NEW YORK – September was supposed to be ugly for financial markets.
The prospects of a U.S. attack on Syria and less economic stimulus from the Federal Reserve only added to investor worries going into September, which historically is the worst month of the year for stocks.
Instead, the Dow Jones industrial average is up 3.3 percent so far this month, even after it slipped 26 points, to 15,300.64 on Thursday. The Standard & Poor’s 500 index is up 3.1 percent this month, after falling six points Thursday to 1,683.42.
The S&P 500 rose for seven straight days before Thursday, its longest winning streak since July. The Dow climbed three straight days before Thursday’s loss.
Another positive sign for markets is the CBOE Volatility Index, sometimes referred to as “Wall Street’s fear gauge.” When the VIX, as it is better known, moves higher, it means investors expect more volatility in the next 30 days. It is down more than 15 percent this month. Gold, another signal of investor fear, is down more than 5 percent.

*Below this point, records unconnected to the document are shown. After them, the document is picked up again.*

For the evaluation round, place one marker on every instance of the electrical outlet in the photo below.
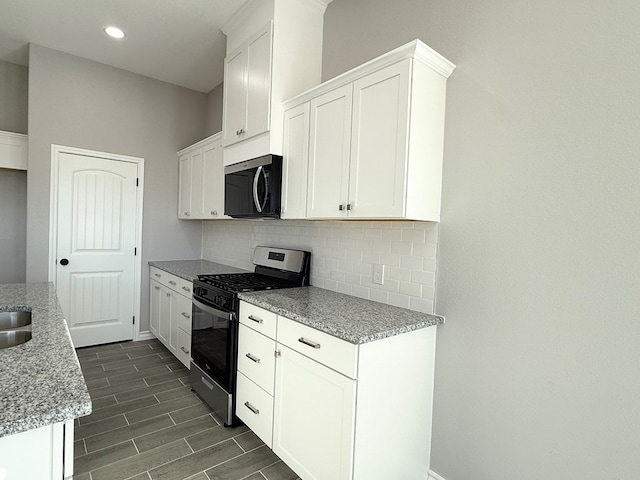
(378, 274)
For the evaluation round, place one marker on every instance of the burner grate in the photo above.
(245, 282)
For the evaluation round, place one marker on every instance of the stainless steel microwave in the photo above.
(252, 189)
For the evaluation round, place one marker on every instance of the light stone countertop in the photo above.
(349, 318)
(190, 269)
(40, 381)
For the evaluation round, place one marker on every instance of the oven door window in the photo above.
(212, 342)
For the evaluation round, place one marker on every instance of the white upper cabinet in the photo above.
(247, 88)
(329, 153)
(13, 150)
(376, 138)
(201, 185)
(274, 51)
(295, 162)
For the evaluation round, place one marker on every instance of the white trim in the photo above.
(434, 476)
(56, 151)
(146, 335)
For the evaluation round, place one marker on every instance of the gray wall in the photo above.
(13, 225)
(79, 103)
(14, 82)
(213, 122)
(538, 265)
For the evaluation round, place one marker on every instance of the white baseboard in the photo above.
(434, 476)
(146, 335)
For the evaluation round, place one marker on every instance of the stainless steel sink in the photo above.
(12, 320)
(11, 338)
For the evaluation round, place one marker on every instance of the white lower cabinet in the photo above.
(44, 453)
(254, 407)
(314, 417)
(170, 312)
(337, 411)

What happened to gloomy September?
The recent de-escalation of the U.S.-Syria crisis combined with a calming in the bond market has provided fuel to lift stocks, market strategists and investors said.
Expectations of stronger corporate earnings are also helping out stocks, investors said.

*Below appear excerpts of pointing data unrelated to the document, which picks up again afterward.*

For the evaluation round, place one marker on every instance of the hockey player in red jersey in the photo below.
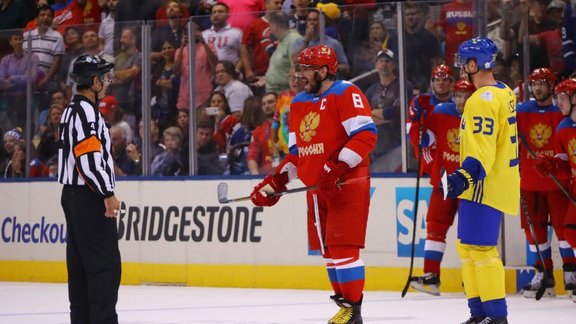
(441, 82)
(443, 124)
(563, 164)
(331, 132)
(543, 201)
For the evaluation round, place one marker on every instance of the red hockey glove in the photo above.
(330, 175)
(270, 184)
(545, 165)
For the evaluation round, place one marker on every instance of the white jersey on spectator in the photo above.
(45, 46)
(226, 41)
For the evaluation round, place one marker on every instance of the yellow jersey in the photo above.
(488, 133)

While the ultimate fate of a U.S. attack on Syria is unknown, it looks like any missile strike isn’t happening soon.
“We’re no longer looking at the worst-case scenario,” said Burt White, chief investment officer with LPL Financial.

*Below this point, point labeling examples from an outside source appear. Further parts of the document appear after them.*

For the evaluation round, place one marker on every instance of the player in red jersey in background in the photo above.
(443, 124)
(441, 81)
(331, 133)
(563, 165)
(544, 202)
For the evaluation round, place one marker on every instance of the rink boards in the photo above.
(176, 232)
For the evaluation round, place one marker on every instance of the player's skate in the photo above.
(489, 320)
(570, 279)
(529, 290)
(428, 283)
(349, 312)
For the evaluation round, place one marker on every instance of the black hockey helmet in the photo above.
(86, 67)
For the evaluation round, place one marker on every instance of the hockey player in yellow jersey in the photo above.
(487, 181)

It’s also important to look at what’s happened in the bond market the last couple of weeks, said J.J. Kinahan, chief strategist at TD Ameritrade.
Investors had been dumping bonds most of the summer, Kinahan said, as investors prepared for the Fed to quickly wind down a bond-purchase program that had kept interest rates low for so long. The yield on the 10-year Treasury note soared from 1.63 percent in early May to 3 percent last week. Bond prices fall as yields rise.
Nearly every major debt investment in the U.S. is pegged to the 10-year note, from rates on corporate loans and home mortgages to student loans.
But after the 10-year note struck that psychologically important 3 percent mark, the selloff of the notes slowed, along with the rise of the yield.
Most investors have become more comfortable with the Fed’s plan and do not believe the central bank will reduce its bond purchases as much as originally anticipated, several investors said.